Uncovering Colossus
Abstract
In the early 1970s I began a study of the work of Charles Babbage’s earliest successors – having stumbled on the work of the Irish pioneer Percy Ludgate – and began to plan an overall historical account of the origins of the digital computers. I investigated the late Alan Turing's work, and learnt about a highly secret programmable electronic computer that had been developed in Britain during World War II. I revealed that this computer was named Colossus, and had been built in 1943 for Bletchley Park, the UK Government’s code-breaking establishment. I attempted unsuccessfully to get this machine declassified. However in 1974 and 1975, two books ('The Ultra Secret' and 'Bodyguard of Lies') were published about Bletchley Park's war-time work on breaking German messages that had been encrypted using Enigma. These books caused a great sensation, and provided me with an excuse to try again to get the Colossus Project declassified. This led to my receiving official permission to undertake a detailed investigation of the project. As a result I was permitted to reveal for the first time, at the 1976 Los Alamos Conference on the History of Computing, the work led by T. H. (Tommy) Flowers at the Post Office Dollis Hill Research Station on the construction of a series of special-purpose electronic computers for Bletchley Park, machines which all predated ENIAC, an American machine which had until then been regarded as the world's first electronic computer.
Bio
Brian Randell is Emeritus Professor of Computing Science at Newcastle University, where he held the Chair of Computing Science (1969-2001) after several years at IBM’s T.J. Watson Research Center.

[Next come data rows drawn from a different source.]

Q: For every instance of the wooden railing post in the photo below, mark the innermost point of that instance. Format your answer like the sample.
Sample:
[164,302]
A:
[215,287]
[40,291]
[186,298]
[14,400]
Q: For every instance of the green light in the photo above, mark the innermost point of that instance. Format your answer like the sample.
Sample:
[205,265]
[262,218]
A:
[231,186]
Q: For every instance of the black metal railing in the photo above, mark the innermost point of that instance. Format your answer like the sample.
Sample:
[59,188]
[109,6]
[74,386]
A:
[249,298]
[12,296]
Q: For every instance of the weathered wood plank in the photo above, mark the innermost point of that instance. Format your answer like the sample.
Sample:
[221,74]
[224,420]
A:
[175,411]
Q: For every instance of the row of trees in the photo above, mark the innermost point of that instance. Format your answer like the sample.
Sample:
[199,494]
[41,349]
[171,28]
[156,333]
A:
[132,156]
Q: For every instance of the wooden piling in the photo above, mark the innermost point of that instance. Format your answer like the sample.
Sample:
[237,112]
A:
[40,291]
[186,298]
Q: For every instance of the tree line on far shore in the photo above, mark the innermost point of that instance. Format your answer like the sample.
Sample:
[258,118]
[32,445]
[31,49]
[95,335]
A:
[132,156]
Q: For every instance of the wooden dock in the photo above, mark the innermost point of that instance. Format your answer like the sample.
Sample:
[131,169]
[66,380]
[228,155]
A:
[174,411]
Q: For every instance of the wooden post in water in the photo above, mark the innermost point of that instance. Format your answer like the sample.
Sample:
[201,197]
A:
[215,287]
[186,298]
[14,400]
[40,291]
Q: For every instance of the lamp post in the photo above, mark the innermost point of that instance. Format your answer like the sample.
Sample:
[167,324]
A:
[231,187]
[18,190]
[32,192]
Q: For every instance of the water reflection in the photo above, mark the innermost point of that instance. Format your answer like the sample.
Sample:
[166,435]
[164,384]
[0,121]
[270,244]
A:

At Newcastle his research interests have centred on computer system dependability, and the history of computers, his most recent research being on system failure analysis. He is a Fellow of the BCS and of the ACM, was a Member of the Conseil Scientifique of the CNRS, France (2001–05), Chairman of the IEEE John von Neumann Medal Committee (2003–05), and Member then Chairman of the ACM A.M. Turing Award Committee (2005–09). He has received honorary doctorates from the University of Rennes, and the Institut National Polytechnique of Toulouse, France, and received the IEEE Emanuel R. Piore 2002 Award for his contributions to computer system dependability research.